The UN 1951 Refugee Convention is the key legal document which was created post WWII and then ratified again in 1967 with some alterations to better reflect the world landscape since WWII.1
A refugee, according to the Convention, is someone who is unable or unwilling to return to their country of origin owing to a well-founded fear of being persecuted for reasons of race, religion, nationality, membership of a particular social group, or political opinion.2
The core principle is non-refoulement, which asserts that a refugee should not be returned to a country where they face serious threats to their life or freedom. This is now considered a rule of customary international law.3
So, unlike most if not all other sub-sets of immigrants or newcomers, refugees have not chosen to migrate, they have been forcibly displaced. Forcible displacement creates an additional set of challenges for this population group and, as can be expected, has a significant impact on the healthy integration of refugees into their host country. It may include multiple stops along the refugee highway, uncertain legal status for undetermined periods of time and fragile mental health conditions.
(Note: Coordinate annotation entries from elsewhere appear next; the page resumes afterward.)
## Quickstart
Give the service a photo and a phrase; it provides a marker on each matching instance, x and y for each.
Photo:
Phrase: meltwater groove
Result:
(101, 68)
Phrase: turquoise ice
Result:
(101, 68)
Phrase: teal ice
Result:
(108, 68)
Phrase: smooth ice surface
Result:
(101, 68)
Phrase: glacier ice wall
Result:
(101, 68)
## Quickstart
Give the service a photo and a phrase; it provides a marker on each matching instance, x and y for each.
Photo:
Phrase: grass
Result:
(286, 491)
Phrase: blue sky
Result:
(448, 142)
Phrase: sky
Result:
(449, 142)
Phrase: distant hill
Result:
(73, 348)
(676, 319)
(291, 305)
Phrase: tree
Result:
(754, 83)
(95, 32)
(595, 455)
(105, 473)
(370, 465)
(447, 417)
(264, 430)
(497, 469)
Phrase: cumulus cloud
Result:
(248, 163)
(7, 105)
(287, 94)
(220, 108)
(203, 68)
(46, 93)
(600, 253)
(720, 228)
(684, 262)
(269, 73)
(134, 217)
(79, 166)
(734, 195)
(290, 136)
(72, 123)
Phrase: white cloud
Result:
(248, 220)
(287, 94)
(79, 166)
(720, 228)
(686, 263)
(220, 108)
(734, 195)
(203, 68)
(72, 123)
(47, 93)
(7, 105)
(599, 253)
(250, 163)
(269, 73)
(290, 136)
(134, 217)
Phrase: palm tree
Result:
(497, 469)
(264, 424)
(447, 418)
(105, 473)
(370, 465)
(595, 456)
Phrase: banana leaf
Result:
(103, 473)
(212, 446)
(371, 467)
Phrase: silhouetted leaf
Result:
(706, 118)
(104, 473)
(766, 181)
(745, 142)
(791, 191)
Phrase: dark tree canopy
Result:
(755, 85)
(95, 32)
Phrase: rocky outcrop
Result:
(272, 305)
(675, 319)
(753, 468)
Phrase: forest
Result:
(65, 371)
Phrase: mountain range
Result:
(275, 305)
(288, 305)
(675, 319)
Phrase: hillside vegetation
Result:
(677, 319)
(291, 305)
The UN reports the current global refugee population at 25.4 million with an additional 3.1 million asylum seekers. This does not include the 40 million internally displaced people who have not left the borders of their home country. Every day 44.400 people are forced to flee their homes due to war and persecution.4 The focus of this briefing will be refugees and, in particular, refugee claimants or asylum claimants.
The Canadian Context
Given that a number representing 2/3 of the population of Canada lives in our world as refugees, what is the Canadian response? Canada has provided three different pathways for refugees to access Canadian protection. Each year the Canadian government sets a quota for how many government assisted refugees (GARs) it will sponsor and accept for Permanent Residency. In addition, Canada has provided an opportunity for the public to sponsor refugees under its privately sponsored refugee program (PSRs) and sets an annual target for this group. All of these sponsored refugees have had their refugee status determined outside of Canada and land as Permanent Residents.
The third pathway is that of asylum seekers or refugee claimants (RCs) as they are referred to in Canada. These are people who are fleeing persecution, are able to make their own way to Canada and arrive here claiming refugee protection. Because Canada is a signatory to the UN Refugee Convention, temporary protection is granted once the refugee crosses the Canadian border and an opportunity is given to present their case to the Immigration and Refugee Board to determine if they merit refugee protection according to the UN Convention. Thus their status is determined inside of Canada and, if the determination is positive, they are given the opportunity to apply for Permanent Residency.
With the global refugee numbers in mind, what are the Canadian statistics for these three groups? This data is important for all those interested in Canadian immigration patterns. For 2017, Canada’s target for GARs was approximately 7,500, for PSRs it was 16,0005 and the number of asylum seeker or refugee claimant (RC) arrivals was 50,3906, more than double the combined “sponsored” refugee totals. Almost 5% of the Canadian refugee claimant total, 2,335, arrived in the province of British Columbia, with the majority settling in the Metro Vancouver area.7 The RC arrival totals held steady for BC for 2018. The refugee population with the majority of these being refugee claimants makes up a significant proportion of the Canadian immigration total which was approximately 300,000 for 2017.8 It is the refugee claimant (RC) population group on which this briefing will now focus more specifically.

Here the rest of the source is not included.